I have a question on how to achieve splitting a job into a bunch of small jobs, basically implementing something like a spark reader for FDB. So to do that I started down the path of using LocalityInfo.getBoundaryKeys, however I ran into an issue in that the way my keys are laid out. Since I use chunk splitting strategy, I can’t really have the boundaries be in the middle of a chunk, so I figured it’s probably best to adjust the boundaries based on my key scheme. As an example here is my key layout, (subspace, string, versionstamp(userVersion)), with (subspace, string, versionstamp(userVersion), number of chunks) and (subspace, string, versionstamp(userVersion), part0) and (subspace, string, versionstamp(userVersion), part1) representing the chunking. Is there a strategy folks use to break on some schema dependent rules? I noticed a function called getBlobGranuleRanges but it doesn’t look useful judging by the arguments, but its also fairly undocumented.
Figured out a solution. I essentially adjust the boundaries returned by getBoundaryKeys to make sure they don’t overlap in the middle of a chunk, which is probably the only way to model around this problem anyways.

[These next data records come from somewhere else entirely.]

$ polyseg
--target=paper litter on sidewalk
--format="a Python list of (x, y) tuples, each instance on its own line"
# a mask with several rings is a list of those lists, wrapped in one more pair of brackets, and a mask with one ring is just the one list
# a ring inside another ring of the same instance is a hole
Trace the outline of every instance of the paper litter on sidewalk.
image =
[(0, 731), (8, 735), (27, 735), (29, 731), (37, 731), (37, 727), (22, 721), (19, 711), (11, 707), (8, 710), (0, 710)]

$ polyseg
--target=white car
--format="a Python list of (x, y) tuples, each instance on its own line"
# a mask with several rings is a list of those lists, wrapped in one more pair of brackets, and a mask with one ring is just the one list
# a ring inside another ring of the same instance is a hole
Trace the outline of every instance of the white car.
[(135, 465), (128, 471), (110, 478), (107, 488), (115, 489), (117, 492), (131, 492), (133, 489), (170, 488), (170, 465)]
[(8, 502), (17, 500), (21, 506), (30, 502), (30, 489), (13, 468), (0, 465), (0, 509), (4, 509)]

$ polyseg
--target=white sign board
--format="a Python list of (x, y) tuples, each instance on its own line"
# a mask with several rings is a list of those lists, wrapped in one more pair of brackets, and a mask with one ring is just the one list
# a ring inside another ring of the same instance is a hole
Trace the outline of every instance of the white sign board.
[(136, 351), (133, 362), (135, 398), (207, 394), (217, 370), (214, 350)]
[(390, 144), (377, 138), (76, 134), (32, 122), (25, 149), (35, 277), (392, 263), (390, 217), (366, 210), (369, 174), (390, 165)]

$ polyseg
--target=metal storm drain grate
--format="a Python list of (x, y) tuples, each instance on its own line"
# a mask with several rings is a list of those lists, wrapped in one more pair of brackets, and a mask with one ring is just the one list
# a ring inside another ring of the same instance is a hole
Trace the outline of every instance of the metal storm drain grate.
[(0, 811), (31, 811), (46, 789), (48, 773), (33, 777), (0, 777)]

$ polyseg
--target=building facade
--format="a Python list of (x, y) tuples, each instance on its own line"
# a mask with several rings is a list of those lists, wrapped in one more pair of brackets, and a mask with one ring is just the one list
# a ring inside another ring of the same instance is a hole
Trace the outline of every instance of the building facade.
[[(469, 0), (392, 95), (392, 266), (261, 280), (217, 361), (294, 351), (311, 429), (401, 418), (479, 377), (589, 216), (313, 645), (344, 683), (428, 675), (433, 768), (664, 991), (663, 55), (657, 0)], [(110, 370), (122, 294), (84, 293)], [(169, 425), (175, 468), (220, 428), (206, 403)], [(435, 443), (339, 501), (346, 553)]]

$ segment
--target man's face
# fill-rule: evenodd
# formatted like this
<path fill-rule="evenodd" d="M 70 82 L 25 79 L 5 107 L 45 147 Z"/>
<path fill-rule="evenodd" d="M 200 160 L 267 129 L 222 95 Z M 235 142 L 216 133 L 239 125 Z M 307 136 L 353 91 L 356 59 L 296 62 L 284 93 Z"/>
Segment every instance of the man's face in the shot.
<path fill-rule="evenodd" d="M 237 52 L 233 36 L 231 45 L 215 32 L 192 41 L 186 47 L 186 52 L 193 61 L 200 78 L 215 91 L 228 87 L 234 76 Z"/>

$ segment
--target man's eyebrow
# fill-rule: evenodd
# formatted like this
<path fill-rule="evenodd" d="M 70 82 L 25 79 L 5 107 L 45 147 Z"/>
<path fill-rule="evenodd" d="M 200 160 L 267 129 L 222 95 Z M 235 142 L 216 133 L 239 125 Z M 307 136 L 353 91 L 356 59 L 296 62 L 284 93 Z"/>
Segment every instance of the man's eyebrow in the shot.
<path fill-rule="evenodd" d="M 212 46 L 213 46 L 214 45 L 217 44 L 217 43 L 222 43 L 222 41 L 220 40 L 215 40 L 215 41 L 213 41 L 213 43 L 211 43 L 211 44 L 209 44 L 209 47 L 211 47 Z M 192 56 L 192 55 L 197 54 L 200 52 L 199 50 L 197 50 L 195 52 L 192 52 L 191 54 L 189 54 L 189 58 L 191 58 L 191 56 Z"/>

Yeah, that sounds like the best solution to me, too. The Record Layer implemented something similar when it uses getBoundaryKeys to split up a range. Effectively, it has a bunch of records which are sorted by the record’s primary key. Each record can take up 1 or more adjacent keys, and we want to split on rough shard boundaries, but only on discrete primary keys. So we created this function: fdb-record-layer/FDBRecordStore.java at bc8f86077f7169d9b3ab81eb0e71959c5e27d778 · FoundationDB/fdb-record-layer · GitHub
It goes through each boundary key returned by the locality API and then does a scan for the first whole primary key that it can compute from each boundary key.